There is also a video detailing the process on the Chicco website. Again, this is an existing video meant to detail the process of swapping out the current harness strap covers with identical replacement strap covers so you can ignore the language that warns you to never use this product without the harness pads.
http://www.chiccousa.com/nextfit/installation.aspx (the link to this video can be found in two places: on the left side of your screen under “Shoulder Pad Replacement Kit” or under the Rear-Facing Videos “Installing Shoulder Pad Replacement Kit”). Again, at the end of the process, once the harness pin has been fully re-inserted, check to make sure that the plastic tab is back in its original position preventing the pin from moving forward again.
I just want to add that we really love that Chicco listened to feedback from parents and caregivers and worked quickly to provide options and alternatives to NextFit consumers! Child preferences, parental preferences and situations vary widely so having various options (something to please everyone!) is greatly appreciated.
All Evenflo seats with the difficult AmSafe buckles that everyone disliked are in the process of transitioning to different buckles. If consumers are having problems with the AmSafe buckles on seats they already own with harnesses that can be replaced (Maestro, Secure Kid, SureRide, Embrace) they should contact Parent Link for a replacement buckle. The Symphony is going back to an IMMI buckle (which it had originally). The other Evenflo seats will transition to a different buckle style.
New Symphony DLX & LX models with redesigned headrest. Will be shipping to U.S. retailers in December. Should be available in stores by mid-January. The new DLX model will be also be going to Canada. The Canadian version follows the same timing as the U.S. version. The Symphony DLX price point in the U.S. will remain at $229.99.

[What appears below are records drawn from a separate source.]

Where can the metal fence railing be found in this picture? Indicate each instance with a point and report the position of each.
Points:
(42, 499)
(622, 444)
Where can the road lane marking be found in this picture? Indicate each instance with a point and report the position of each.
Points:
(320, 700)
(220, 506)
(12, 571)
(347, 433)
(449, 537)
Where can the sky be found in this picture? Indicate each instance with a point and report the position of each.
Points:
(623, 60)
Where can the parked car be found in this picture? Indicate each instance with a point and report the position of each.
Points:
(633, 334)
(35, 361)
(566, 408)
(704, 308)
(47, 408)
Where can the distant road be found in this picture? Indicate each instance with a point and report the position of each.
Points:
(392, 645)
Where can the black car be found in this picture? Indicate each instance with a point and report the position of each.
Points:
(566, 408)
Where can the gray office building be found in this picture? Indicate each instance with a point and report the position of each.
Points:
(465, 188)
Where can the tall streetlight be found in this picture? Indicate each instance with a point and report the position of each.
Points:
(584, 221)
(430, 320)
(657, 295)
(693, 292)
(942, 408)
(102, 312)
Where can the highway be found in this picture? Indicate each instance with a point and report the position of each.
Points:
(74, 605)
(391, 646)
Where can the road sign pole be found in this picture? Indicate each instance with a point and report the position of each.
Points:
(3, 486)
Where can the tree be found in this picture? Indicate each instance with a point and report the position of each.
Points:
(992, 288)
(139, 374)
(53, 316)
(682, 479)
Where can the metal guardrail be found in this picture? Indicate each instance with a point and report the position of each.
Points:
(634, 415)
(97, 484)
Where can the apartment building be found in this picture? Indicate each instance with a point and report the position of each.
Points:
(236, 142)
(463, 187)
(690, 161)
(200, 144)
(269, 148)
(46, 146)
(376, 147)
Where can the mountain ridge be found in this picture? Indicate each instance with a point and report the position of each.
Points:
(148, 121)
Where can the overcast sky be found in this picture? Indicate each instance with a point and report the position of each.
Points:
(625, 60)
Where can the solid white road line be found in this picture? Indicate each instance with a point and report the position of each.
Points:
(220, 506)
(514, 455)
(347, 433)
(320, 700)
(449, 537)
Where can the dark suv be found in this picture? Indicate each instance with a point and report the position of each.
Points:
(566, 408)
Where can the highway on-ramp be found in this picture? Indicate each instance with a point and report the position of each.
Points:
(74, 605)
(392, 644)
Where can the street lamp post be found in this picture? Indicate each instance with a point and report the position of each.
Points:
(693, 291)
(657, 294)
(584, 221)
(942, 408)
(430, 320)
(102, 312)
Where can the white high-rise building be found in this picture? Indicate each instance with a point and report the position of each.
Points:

Current Symphony (left); Redesigned Symphony DLX (right)
Redesigned Triumph has built-in cup holders and sliding headrest. Also shipping in December. Will be available at Target in mid-January. Price point remains the same at $149.99. This model is also going to Canada. It will be sold at Sears Canada and should be on the shelves there by mid-January.
SureRide is in the process of having the recline stand tweaked so it is less pointy. No details yet on when that updated model is going to be available.
Foonf crotch strap now includes two different lengths (will come with 2014 seats, will be available to order within a few weeks for existing seats). Simplified anti-rebound bar (ARB). Updates to 2014 manuals. All colors available on black or white shells. Video manuals available on website with step-by-step instructions. Will eventually have a QR code on the seat. No chlorinated or brominated flame retardants used.
Foonf Tokidoki prints $549 – expected in stores by end of December
Tokidoki Oobr $349 & Olli $129
If Tokidoki isn’t your thing – there’s the Limited Edition leather Foonf & Oobr:
Nuna Pipa infant seat with rigid latch attachments and load leg is currently available for sale at select specialty retailers. $299. Current fashions include Night & Scarlet. New 2014 fashions will add Sand, Navy & Blackberry (purple). Sand & Navy will be available 1st qtr 2014. Blackberry will come later in the year – probably 2nd qtr.